# Switch from Hunter pop-up shrub to MP rotors



## agrassman (May 26, 2019)

Removing an area which currently has flowers and shrubs to put down some grass. I currently have some Hunter pop-up sprinklers for shrubs which has a 3/4" inlet. I'm looking to replace with PRS40 bodies and the MP3000 and MP2000 depending on the width as it goes from 21 feet across to 14 feet across. Can I just get some of these adapters to go from 3/4" to 1/2" without concern? https://www.homedepot.com/p/Orbit-1-2-in-x-3-4-in-MNPT-Poly-Adapter-37217/100090890


----------



## TSGarp007 (May 22, 2018)

Should work just fine.


----------



## Colinwjholding (Apr 6, 2020)

Ya will work fine. Teflon and good to go.


----------



## jht3 (Jul 27, 2018)

Adapter is just fine. Might make them stick up higher but might be helpful anyway since you are adding turf.

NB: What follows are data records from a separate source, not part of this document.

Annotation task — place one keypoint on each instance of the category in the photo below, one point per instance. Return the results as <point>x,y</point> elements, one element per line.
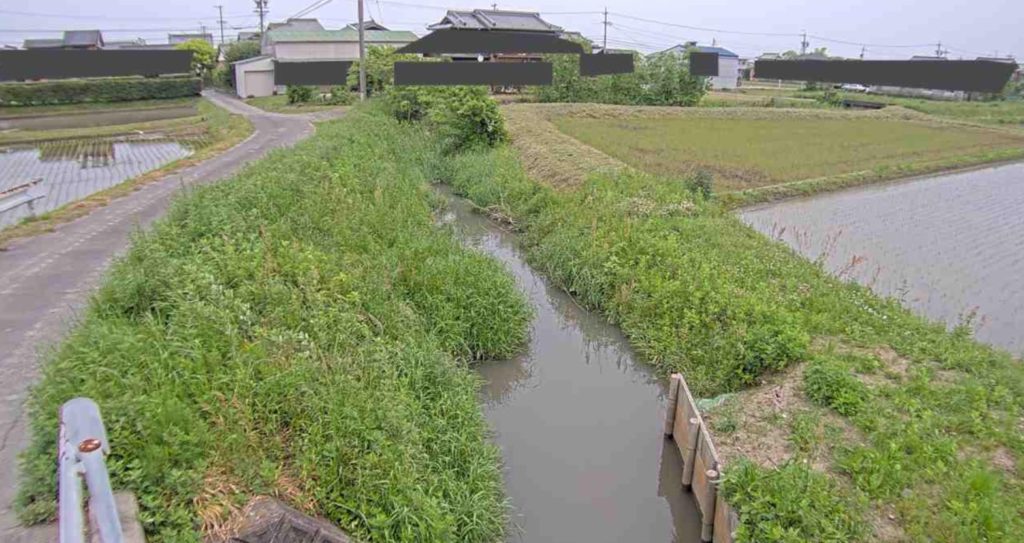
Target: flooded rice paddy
<point>950,247</point>
<point>40,177</point>
<point>579,420</point>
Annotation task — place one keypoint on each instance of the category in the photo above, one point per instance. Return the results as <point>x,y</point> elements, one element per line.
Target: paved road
<point>45,280</point>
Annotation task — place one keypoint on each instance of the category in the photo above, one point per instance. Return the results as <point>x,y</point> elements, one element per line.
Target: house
<point>728,63</point>
<point>495,19</point>
<point>305,40</point>
<point>174,39</point>
<point>73,39</point>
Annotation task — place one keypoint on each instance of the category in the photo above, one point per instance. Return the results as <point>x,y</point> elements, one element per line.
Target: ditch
<point>579,420</point>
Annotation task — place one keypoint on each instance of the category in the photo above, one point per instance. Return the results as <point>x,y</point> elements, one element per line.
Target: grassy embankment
<point>300,330</point>
<point>858,420</point>
<point>764,154</point>
<point>279,103</point>
<point>218,130</point>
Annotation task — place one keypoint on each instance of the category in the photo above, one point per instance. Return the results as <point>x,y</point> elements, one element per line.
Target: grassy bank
<point>851,419</point>
<point>747,154</point>
<point>300,330</point>
<point>219,129</point>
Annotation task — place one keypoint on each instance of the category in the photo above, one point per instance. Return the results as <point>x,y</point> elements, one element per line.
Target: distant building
<point>73,39</point>
<point>175,39</point>
<point>728,63</point>
<point>299,40</point>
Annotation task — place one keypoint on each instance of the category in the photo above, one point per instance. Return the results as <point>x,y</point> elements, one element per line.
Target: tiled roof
<point>495,19</point>
<point>345,35</point>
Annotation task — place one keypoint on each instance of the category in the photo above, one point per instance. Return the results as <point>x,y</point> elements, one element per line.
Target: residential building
<point>305,40</point>
<point>73,39</point>
<point>728,63</point>
<point>174,39</point>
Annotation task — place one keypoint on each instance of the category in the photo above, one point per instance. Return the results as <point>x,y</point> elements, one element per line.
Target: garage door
<point>259,83</point>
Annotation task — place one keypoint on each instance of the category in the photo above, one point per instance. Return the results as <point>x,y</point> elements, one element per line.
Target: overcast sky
<point>747,27</point>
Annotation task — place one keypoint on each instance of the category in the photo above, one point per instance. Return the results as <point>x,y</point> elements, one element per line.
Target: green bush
<point>829,383</point>
<point>791,504</point>
<point>101,90</point>
<point>463,117</point>
<point>299,93</point>
<point>657,80</point>
<point>301,328</point>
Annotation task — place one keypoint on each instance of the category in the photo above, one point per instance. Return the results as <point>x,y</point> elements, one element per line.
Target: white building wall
<point>728,73</point>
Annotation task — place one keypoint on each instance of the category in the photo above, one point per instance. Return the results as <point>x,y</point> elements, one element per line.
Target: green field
<point>851,419</point>
<point>302,330</point>
<point>751,153</point>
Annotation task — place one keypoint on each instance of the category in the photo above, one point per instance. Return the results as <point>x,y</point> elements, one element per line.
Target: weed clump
<point>829,383</point>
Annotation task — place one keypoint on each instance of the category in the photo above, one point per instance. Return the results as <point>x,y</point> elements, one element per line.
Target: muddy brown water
<point>946,246</point>
<point>578,419</point>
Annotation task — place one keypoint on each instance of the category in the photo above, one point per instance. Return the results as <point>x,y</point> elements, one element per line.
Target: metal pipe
<point>83,446</point>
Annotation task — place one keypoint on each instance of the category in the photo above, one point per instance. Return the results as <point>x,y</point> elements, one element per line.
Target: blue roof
<point>719,50</point>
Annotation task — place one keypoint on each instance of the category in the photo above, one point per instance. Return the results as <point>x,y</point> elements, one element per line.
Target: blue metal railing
<point>82,448</point>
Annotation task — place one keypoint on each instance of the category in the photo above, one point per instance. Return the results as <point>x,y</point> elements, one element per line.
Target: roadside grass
<point>907,430</point>
<point>300,330</point>
<point>10,112</point>
<point>220,130</point>
<point>279,103</point>
<point>747,154</point>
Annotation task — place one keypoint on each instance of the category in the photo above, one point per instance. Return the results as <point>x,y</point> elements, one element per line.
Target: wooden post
<point>690,452</point>
<point>708,520</point>
<point>670,413</point>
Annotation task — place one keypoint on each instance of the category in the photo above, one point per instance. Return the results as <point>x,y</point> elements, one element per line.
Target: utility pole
<point>604,46</point>
<point>220,18</point>
<point>363,58</point>
<point>261,9</point>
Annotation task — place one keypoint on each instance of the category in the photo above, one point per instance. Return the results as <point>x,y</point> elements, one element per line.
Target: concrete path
<point>45,280</point>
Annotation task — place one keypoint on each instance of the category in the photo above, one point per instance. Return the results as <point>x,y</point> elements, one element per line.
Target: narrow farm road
<point>45,280</point>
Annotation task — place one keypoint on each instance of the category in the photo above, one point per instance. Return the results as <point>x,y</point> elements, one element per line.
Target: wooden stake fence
<point>701,467</point>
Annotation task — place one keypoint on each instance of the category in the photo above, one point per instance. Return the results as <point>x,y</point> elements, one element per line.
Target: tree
<point>239,50</point>
<point>204,55</point>
<point>380,69</point>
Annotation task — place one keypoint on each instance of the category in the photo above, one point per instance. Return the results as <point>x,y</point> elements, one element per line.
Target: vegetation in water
<point>300,330</point>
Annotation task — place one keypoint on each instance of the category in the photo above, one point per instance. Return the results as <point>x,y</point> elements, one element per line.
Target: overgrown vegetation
<point>100,89</point>
<point>931,437</point>
<point>301,330</point>
<point>656,80</point>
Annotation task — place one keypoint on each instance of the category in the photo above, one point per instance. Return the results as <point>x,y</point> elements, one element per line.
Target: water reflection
<point>578,420</point>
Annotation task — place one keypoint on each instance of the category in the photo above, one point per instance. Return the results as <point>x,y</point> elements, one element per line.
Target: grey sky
<point>966,29</point>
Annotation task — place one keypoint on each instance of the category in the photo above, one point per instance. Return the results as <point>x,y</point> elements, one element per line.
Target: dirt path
<point>45,280</point>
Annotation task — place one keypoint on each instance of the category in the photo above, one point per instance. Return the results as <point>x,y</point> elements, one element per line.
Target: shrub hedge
<point>105,89</point>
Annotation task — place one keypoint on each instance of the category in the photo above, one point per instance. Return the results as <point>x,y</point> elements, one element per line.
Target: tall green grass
<point>698,292</point>
<point>302,330</point>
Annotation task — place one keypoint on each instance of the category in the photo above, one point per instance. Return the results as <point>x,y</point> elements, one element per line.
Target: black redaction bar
<point>67,64</point>
<point>472,74</point>
<point>972,76</point>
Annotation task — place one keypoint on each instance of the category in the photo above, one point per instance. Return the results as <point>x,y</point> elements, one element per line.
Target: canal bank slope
<point>848,415</point>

Not hard to dig down and replace the probable barb->npt fitting since you are renovating anyway. Typically rotor bodies are 3/4" and spray bodies are 1/2"


----------



## agrassman (May 26, 2019)

I replaced them yesterday and worked perfectly. Thanks for the feedback.


----------



## jht3 (Jul 27, 2018)

Cool.

I just replaced an entire turf zone. From a mix of Toro and Rainbird sprays to Rainbird PRS SAM rotators. So far so good! Not sure I needed the pressure compensating ones, but do like the check valves otherwise the low head continues to leak onto the sidewalk


----------